Other Complications of Fentanyl Addiction
In addition to the mental and physical health risks of long-term misuse of fentanyl, there are other potential complications that can also be very serious. These complications can be far-reaching and may impact several areas of a person’s life:
- Broken or challenging relationships
- Isolation from family and friends
- Inability to perform at work or school
- Unwanted pregnancies
- Financial troubles and poverty
- Legal troubles
- Physical harm form risky behaviors, such as assault injuries, sexual assault, or sexually transmitted diseases
The dangers of fentanyl addiction are numerous. This highly-addictive opioid drug is risky even for people using it under the direction of a doctor. With such a high potency, fentanyl carries a greater risk of dependence than other opioids and also a greater risk of overdose and death.

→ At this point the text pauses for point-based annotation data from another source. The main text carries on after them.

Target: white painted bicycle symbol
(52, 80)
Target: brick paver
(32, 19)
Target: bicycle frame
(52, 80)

Addiction can also cause significant physical and emotional health problems, which may persist for years or be permanent. Other complications, like isolation or legal troubles, can also have long-term, damaging consequences for someone addicted to fentanyl. Getting treatment for this difficult addiction is essential, as it is nearly impossible to stop using without assistance. Professional, comprehensive, and residential treatment for at least a few months can help someone living with a fentanyl addiction recover.